Government guidance for accessing the CJRS is that employees should only be put on the scheme if there is reasonable likelihood of the staff being reemployed by the company at some point in the future.
Rick Smith, managing director of Forbes Burton, a business rescue and recovery firm, says that given the current set of circumstances Debenhams’ administrators made the correct choice in continuing to furlough.
“It’s a real tough [question] for the insolvency industry at the moment, as to what is the right move to make,” he says. “Many other companies have adopted a furlough scheme and are trading in that same way. If they hadn’t [continued furloughing], then I think it would have been the wrong decision, and they would have been accountable for that. I think is the was the right decision to make.”

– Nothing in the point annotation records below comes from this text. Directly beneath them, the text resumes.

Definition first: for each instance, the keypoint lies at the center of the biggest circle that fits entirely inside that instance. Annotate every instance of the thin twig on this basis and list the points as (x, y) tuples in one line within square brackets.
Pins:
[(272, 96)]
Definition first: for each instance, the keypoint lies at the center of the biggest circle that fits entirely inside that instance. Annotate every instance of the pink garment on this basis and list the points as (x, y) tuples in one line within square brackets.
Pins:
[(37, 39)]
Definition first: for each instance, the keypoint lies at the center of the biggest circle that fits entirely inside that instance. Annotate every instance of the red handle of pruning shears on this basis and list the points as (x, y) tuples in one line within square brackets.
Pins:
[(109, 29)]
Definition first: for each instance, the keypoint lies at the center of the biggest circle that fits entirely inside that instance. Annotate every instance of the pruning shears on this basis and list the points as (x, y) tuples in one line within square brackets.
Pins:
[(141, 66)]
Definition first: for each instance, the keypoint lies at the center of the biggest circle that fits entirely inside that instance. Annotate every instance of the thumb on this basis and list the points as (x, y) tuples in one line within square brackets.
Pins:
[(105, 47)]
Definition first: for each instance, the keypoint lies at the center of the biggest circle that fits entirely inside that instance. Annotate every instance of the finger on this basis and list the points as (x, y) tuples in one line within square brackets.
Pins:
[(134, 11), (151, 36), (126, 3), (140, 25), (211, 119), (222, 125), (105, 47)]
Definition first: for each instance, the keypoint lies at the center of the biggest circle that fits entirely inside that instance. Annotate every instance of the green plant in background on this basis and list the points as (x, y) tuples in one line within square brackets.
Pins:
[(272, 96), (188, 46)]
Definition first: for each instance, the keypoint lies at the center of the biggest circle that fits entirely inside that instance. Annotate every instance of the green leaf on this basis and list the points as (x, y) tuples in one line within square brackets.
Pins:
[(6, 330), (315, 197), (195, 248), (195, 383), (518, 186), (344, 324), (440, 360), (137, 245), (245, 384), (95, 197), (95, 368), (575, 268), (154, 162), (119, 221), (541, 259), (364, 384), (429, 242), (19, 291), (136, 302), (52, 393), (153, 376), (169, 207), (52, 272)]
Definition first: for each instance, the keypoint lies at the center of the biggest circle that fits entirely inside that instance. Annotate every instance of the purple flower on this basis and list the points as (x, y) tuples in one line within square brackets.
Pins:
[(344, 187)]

CJRS currently pays 80 percent of a furloughed employee’s salaries. The approved judgement of the appeal noted that more than 13,000 Debenhams staff had accepted going onto furlough and acknowledged that their salary would be 80 percent of their usual pay.
However, staff whose contracts were adopted without explicit consent of a pay cut may find the administrator liable to pay the 20 percent not covered by the furlough scheme, says Hodgson. This difference, combined with any other monetary benefits, like holiday pay would be given super-priority in terms of administrator expense.
“If an [administrator] adopts a contract, but an employee doesn’t consent to reducing their claim to 80 percent. You have to pay them the full hundred percent but the government will only reimburse you for 80 percent.”
With CJRS being extended until the end of October, Hodgson says future administrators will need to examine whether it is necessary to terminate staff rather than furlough them.
“As the administrator you would make a binary choice. Either having it so an employee consents to being entitled to 80 percent, in which case the contract gets adopted and the employee receives super-priority, or don’t consent, where the contract wouldn’t be adopted and their salary would become an unsecured claim”
Smith says that while administrators should be taking advantage of the CJRS they need to be also forecasting what will happen once the scheme ends.
“The government with this scheme is giving an 80 percent [subsidy], but its going to be reduced. The added expense will go back onto the administrators. This would have to be the budgeted for, when moving forward to keep the business going through the furlough period.
“It’s really managing the financial obligations of the business and forecasting up to the point of when the furlough scheme is no more. Where is the businesses going to be, by the time they don’t have that assistance anymore.”